Do the snowy images on the news of Syrian refuges remind you of Christmas? They remind me of cosy Nativities and Christmas cards, and I find it very disturbing.
Perhaps the problem is we have 2000 years to sanitise and sentimentalise the stable. The reality is that Mary was heavily pregnant and a subject of scandal at home, when she and and Joseph arrived in Bethlehem they were homeless and she had to give birth in a filthy stable. A few week later, whatever accommodation Joseph had since arranged in Bethlehem was lost and they had to flee for their lives as refugees to Egypt.
Gold frankincense and myrrh
Much is made at Christmas about the symbolic meaning of gold frankincense and myrrh, gold representing his kingship, frankincense his divinity, and myrrh, used embalming showing he came to die. But it seems to me if you are about to run for your lives and all you had was what you brought for a short visit to Bethlehem, then gold Joseph could use set up a new home and business in a foreign land was was a really inspired gift. Not so sure about frankincense, it would have been good for clearing the animal smells out of the stable*, but they weren’t staying. It is an antiseptic which may have been useful for Mary. But the most useful of all was myrrh. Not long after childbirth Mary faced a long journey sitting on the back of a donkey† getting away from Judea as fast as they could travel. Myrrh is a local anaesthetic.

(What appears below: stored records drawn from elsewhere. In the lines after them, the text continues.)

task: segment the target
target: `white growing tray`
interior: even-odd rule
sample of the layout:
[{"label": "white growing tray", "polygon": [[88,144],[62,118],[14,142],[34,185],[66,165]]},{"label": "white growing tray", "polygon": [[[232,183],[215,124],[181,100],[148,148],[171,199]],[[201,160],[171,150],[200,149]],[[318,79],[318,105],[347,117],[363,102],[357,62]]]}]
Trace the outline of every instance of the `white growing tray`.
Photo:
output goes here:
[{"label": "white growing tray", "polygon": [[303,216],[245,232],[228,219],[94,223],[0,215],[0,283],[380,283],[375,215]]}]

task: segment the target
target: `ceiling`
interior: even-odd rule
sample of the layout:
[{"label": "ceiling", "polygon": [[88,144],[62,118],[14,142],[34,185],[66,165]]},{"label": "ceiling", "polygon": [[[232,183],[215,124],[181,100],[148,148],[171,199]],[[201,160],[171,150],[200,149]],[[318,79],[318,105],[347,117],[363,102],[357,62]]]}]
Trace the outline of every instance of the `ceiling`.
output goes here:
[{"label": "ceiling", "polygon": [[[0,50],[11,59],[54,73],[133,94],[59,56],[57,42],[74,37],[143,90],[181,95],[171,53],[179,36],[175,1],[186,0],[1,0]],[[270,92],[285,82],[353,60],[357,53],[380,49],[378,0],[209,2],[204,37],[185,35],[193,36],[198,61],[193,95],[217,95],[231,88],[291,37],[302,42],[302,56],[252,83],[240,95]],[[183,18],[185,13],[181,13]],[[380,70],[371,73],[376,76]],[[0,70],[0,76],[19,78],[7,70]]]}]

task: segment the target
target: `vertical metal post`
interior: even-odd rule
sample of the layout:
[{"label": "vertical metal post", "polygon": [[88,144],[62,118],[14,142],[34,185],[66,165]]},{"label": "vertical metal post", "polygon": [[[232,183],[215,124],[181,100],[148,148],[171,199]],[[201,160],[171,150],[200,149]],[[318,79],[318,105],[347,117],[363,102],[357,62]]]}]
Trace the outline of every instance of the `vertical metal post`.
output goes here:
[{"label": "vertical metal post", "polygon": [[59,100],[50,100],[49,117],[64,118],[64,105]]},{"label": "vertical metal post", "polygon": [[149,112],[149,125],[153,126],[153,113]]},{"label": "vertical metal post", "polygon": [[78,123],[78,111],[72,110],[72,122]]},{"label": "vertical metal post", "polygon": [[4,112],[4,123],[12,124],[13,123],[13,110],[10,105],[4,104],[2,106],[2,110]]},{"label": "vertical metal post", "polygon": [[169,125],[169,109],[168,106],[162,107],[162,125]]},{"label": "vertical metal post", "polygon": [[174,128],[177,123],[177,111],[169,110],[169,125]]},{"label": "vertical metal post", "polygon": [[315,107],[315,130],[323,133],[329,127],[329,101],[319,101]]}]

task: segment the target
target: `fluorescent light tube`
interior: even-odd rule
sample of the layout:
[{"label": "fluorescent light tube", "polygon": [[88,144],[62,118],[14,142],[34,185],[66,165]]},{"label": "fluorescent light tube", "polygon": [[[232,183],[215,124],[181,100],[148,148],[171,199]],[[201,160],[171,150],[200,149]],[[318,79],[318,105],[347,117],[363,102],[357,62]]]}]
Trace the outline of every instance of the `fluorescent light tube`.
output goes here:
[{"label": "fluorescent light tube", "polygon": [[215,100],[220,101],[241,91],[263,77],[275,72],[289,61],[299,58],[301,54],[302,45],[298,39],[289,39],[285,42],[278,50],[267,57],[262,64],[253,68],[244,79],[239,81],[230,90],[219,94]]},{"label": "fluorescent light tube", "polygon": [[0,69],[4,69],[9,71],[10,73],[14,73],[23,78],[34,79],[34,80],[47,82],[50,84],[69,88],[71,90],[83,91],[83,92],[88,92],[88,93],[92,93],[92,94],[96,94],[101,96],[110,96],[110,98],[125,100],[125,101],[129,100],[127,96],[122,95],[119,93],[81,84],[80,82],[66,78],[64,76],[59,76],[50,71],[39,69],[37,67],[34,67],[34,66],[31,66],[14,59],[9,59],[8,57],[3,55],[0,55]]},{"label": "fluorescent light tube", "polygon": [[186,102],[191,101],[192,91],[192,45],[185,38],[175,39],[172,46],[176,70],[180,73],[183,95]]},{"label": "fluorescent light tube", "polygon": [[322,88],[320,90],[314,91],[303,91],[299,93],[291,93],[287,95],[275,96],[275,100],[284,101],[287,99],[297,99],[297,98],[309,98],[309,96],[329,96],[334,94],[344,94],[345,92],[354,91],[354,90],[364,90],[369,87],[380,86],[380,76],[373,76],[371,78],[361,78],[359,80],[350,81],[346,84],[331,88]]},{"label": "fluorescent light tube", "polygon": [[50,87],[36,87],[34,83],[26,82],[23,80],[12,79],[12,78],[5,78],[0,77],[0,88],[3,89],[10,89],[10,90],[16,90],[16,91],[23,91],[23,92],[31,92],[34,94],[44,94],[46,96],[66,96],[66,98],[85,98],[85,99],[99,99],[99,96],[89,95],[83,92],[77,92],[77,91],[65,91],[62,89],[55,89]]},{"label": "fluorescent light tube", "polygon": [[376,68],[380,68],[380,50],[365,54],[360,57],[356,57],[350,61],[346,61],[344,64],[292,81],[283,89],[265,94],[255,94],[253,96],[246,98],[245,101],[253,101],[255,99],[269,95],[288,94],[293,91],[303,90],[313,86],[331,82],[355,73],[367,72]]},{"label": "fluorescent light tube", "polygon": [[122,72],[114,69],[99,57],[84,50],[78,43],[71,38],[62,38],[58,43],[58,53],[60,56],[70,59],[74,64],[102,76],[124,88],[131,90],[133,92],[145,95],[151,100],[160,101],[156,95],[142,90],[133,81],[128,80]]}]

When God became flesh and dwelt with us he was identify with us and our humanity with all our joys and friendships but also with and with all suffering, pains and troubles. Jesus is the only one who every chose where he would be born. He chose to be a homeless refugees, identifying himself in his humanity with the weakest and most vulnerable. We need to remember his priorities, even at special family times like Christmas. Being a Christian is being transformed to be more and more like Jesus as the Word becomes flesh in us too. We need to remember his priorities, even at special family times like Christmas.
Christmas is a really important time for family and friendship and giving presents as an expression of out love (however much it can degenerate into a nightmare of impossible people to buy for and the snares of reciprocity. As Sheldon put it “You haven’t given me a gift. You’ve given me an obligation.”) But in our giving, it is worth remembering the first ‘Christmas presents’ weren’t given to friends or family, they were given by wise men to a homeless family about to become refugees.
Getting you goat
Are you one of those people who are impossible to buy for? Suggest they send a contribution to Syrian refugees or the Philippines. For something more Christmassy you could ask your loved ones to get you a goat for Christmas, or some chickens. It is not just about the disaster or the crisis that is capturing the headlines. A goat can lift a family in Malawi out of poverty. And when a goat has kids one of them is given back to Oxfam to help another family out of poverty. Depending on how people feel about you and how difficult you are, you could as them to give you a pile of manure. Those are UK links, if you live in the US, check out the Oxfam America site including Kids for kids.
But Jesus is calling us to much more than just being generous at Christmas. He want us. He wants us to follow him, to give our lives to him over again, to be transformed by the power his Spirit into our own unique likeness of him, our own expression of his love to our family and neighbours, the people we sit beside in church, to the poor and vulnerable, the hungry and refugees.
* There is some debate about the place Mary and Joseph stayed, but it had a manger for feeding livestock so we are not too far wrong with the idea of a stable.
† I know, there is no donkey mentioned in bible, but I am pretty sure Joseph would have arranged transport getting his heavily pregnant wife to Bethlehem. If they hadn’t a donkey going to Bethlehem they had the money to buy a set of hooves when they left, and donkeys were inconspicuous.